History of Outlaw Square
The square was created because of a community-wide effort to build a local gathering space to accommodate public events. Historically, the City of Deadwood had a number of these public plazas, including a gazebo and outdoor concert venue on Sherman Street and Chautauqua Park on the top of McGovern Hill. But as the decades wore on, these spaces succumbed to age and redevelopment, and modern Deadwood has been without a public square. Until now.
Construction of Outlaw Square began in the autumn of 2018. Its location on the corner of Deadwood Street and Main Street is the former site of Deadwood’s City Hall and the Deadwood Theater, grand Victorian-era public buildings that were destroyed by a tragic fire in 1952.

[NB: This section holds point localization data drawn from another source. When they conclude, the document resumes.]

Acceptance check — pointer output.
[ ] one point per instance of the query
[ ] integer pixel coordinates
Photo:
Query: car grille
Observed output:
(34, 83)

It’s also less than 100 feet from the confluence of Whitewood Creek, City Creek, and Deadwood Creek, where gold was first discovered in Deadwood Gulch in late 1875 – an event that opened the floodgates to the prospectors, entrepreneurs, and gamblers who built Deadwood into one of the West’s most legendary towns.
The mission of Outlaw Square is to enrich the community, its citizens and its visitors by offering a central gathering place that hosts a wide variety of events and activities to build a stronger Deadwood and promote our rich history.
Outlaw Square shall provide the community with a facility for internally produced programming that will make a broad range of entertainment, social, educational, sporting, historic, and cultural events available to the community.